Submitted to: Southern Nursery Association Research Conference
Publication Type: Proceedings
Publication Acceptance Date: August 8, 2007
Publication Date: August 8, 2007
Citation: Boyer, C.R., Fain, G.B., Gilliam, C.H., Torbert III, H.A., Gallagher, T.V., Sibley, J.L. 2007. WholeTree as a Substrate for Lantana camara. In: Proceedings of the Southern Nursery Association Research Conference. 52:481-484.

Interpretive Summary: As forestry production has been cut back in the U.S. and moved away from tree processing at mills and toward in-field harvesting of trees, the supply of pine bark available to nursery growers has and will continue to steadily decrease. A potential material to meet nursery grower’s needs is WholeTree composed of whole pine trees that have been chipped and further processed through a hammer mill. This study evaluated growth of Lantana camara in substrates composed of WholeTree and WholeTree mixed with pine bark.
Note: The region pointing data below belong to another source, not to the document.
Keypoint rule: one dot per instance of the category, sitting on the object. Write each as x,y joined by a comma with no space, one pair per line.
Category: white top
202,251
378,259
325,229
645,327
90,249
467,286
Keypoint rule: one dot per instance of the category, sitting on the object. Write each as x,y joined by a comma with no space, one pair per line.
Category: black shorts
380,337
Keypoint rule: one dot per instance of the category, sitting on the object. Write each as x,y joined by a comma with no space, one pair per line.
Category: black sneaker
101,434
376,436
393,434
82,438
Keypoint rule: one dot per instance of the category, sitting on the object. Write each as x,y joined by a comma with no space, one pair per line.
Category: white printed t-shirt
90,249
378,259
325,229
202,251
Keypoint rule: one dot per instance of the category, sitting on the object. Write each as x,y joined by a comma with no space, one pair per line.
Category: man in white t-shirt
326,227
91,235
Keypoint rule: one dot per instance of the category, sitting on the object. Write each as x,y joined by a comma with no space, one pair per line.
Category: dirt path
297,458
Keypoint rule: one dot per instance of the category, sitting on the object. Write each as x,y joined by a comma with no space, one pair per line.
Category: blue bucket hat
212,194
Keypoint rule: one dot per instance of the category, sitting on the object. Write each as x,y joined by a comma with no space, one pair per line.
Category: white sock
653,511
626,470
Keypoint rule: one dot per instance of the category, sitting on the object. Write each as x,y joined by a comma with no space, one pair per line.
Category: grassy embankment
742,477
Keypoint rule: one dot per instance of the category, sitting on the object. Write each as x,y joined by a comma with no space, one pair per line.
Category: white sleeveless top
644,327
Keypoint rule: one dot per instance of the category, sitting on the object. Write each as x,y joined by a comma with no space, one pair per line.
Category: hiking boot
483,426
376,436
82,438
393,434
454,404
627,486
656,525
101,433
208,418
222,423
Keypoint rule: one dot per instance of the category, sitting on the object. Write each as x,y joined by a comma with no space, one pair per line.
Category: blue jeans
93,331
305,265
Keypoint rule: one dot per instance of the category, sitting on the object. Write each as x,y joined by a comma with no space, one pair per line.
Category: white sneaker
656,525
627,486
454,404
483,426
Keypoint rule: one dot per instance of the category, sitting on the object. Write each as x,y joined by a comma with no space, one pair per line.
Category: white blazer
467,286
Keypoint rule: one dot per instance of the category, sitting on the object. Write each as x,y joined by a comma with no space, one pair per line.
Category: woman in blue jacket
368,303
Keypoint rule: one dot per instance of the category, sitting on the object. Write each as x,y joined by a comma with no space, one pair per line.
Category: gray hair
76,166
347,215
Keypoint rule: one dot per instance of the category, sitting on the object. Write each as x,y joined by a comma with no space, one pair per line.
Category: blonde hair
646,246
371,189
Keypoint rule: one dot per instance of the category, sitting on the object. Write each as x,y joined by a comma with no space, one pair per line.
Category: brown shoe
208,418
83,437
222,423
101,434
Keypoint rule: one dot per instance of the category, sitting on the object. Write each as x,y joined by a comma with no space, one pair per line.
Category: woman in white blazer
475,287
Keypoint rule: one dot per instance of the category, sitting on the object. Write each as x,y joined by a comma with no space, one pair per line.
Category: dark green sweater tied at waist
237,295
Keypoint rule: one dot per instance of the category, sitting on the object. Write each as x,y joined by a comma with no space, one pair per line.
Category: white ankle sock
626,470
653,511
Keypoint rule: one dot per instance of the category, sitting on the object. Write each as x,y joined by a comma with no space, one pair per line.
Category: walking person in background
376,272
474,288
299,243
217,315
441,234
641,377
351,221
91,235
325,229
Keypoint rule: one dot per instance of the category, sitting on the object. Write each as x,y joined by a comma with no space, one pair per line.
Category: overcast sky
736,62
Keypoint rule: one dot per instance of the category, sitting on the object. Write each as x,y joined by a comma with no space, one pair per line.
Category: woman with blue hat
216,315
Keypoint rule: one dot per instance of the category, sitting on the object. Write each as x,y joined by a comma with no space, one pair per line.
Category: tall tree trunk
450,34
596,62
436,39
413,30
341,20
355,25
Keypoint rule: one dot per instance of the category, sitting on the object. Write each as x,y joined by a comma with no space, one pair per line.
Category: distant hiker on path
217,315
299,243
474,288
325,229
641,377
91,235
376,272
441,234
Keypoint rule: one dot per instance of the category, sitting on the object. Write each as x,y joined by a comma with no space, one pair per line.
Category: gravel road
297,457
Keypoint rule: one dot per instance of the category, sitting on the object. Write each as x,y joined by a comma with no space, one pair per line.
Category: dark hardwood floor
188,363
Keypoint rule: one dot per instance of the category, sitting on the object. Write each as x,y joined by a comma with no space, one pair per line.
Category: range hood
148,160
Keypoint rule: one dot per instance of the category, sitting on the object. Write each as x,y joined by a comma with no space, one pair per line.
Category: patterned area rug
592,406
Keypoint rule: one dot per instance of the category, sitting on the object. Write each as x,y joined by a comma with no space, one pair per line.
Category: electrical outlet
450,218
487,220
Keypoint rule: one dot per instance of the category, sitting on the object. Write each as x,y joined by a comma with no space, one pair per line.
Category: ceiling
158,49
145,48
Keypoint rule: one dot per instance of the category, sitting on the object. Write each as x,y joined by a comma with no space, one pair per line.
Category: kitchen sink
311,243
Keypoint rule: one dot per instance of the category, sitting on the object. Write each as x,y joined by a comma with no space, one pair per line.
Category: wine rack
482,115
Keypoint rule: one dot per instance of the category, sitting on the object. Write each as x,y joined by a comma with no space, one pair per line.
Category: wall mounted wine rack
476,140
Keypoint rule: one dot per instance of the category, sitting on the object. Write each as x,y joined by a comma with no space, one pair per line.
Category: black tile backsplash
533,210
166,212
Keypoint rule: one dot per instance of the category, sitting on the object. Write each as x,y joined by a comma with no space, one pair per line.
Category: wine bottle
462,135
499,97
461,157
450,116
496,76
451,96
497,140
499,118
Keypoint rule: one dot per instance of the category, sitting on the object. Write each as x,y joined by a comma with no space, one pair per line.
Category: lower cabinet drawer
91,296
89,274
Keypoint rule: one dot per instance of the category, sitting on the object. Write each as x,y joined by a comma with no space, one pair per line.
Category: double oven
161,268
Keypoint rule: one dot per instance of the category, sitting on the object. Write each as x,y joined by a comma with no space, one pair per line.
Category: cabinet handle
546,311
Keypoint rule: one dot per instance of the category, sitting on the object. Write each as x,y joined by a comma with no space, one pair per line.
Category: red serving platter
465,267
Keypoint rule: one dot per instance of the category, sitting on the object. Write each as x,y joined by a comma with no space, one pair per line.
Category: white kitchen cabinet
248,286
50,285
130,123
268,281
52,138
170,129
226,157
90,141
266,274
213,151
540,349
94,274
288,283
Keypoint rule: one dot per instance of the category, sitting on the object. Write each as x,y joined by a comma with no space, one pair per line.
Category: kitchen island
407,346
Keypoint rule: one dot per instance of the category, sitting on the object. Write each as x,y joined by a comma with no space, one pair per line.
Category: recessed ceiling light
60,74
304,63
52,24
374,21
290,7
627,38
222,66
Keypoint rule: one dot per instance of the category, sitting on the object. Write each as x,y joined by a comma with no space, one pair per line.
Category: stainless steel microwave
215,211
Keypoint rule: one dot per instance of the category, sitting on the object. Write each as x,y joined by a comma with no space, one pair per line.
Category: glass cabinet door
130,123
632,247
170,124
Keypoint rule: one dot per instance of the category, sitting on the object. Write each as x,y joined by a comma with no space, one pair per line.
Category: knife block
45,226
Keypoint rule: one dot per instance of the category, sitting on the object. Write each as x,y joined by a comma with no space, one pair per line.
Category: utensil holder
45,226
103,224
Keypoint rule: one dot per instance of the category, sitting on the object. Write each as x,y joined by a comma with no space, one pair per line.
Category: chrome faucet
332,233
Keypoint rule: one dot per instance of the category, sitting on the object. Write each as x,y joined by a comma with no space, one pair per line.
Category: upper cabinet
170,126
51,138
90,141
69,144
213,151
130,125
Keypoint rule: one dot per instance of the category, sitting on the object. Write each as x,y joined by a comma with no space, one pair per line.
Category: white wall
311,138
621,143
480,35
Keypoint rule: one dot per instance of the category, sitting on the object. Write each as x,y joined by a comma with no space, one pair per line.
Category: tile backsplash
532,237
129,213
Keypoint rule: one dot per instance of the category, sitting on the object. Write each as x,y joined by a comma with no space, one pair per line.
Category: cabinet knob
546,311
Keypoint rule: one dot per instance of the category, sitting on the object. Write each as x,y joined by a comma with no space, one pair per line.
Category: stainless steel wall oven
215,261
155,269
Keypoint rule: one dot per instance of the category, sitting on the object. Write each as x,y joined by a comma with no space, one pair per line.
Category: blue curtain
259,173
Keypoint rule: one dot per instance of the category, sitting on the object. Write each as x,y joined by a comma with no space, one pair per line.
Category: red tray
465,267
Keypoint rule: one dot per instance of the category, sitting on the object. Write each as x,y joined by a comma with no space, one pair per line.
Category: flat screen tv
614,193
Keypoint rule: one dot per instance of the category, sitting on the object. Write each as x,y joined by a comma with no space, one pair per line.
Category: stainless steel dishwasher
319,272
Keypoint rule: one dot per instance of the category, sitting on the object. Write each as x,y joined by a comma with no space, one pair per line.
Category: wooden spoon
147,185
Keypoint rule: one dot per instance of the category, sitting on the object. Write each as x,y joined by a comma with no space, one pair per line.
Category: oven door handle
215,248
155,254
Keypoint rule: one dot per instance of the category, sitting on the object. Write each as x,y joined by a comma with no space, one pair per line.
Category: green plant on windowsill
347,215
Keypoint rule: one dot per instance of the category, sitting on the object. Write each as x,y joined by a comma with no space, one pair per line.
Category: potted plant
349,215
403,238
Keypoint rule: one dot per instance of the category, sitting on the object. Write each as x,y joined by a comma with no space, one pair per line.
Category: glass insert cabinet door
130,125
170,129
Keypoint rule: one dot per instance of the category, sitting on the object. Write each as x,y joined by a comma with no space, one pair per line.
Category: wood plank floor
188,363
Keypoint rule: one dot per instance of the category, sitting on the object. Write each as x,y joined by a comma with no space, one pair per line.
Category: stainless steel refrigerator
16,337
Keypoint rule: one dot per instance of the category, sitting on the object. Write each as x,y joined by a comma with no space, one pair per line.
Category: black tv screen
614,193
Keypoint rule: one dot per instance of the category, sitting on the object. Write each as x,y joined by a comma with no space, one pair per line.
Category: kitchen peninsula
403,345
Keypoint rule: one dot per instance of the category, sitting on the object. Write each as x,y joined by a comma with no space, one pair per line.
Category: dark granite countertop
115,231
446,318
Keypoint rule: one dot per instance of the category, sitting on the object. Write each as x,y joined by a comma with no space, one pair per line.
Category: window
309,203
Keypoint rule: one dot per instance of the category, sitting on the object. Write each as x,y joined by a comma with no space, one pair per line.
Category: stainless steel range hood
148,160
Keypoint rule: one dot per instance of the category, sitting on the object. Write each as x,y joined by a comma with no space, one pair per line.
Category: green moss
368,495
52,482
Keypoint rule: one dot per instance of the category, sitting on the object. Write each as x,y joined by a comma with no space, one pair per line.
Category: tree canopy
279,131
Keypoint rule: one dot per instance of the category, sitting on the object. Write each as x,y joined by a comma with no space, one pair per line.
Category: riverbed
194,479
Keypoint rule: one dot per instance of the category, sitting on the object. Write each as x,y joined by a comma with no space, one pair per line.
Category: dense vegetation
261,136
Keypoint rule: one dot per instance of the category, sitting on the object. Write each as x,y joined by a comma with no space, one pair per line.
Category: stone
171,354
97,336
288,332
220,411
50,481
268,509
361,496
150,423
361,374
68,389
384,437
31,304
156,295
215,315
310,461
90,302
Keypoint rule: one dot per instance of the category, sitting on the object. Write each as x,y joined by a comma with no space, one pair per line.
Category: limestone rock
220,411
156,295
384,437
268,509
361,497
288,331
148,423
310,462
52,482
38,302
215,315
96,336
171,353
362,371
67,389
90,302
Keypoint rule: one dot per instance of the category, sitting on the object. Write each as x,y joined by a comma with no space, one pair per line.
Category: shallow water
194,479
Results indicate that Lantana camara has similar growth when produced in any of the tested substrates. This research adds to the body of evidence suggesting that substrates containing a high percentage of wood can be used for containerized nursery crop production.

Technical Abstract: As forestry production has been cut back in the U.S. and moved away from tree processing at mills and toward in-field harvesting of trees, the supply of pine bark available to nursery growers has and will continue to steadily decrease. Competition for pine bark from various other industries and high shipping costs are adding to the rising costs of pine bark. Thus a serious need exists to develop an alternative to pine bark substrates. A potential material to meet nursery grower’s needs is WholeTree composed of whole pine trees (small caliper < 6 in.) that have been chipped and further processed through a hammer mill to reduce particle sizes before being used as a growth substrate. This study evaluated growth of Lantana camara in substrates composed of 100% WholeTree (WT), WT mixed with 25% or 50% pine bark and a standard substrate mix (6:1 pine bark:sand). Results indicate that Lantana camara has similar growth when produced in any of the tested substrates. This research adds to the body of evidence suggesting that substrates containing a high percentage of wood can be used for containerized nursery crop production.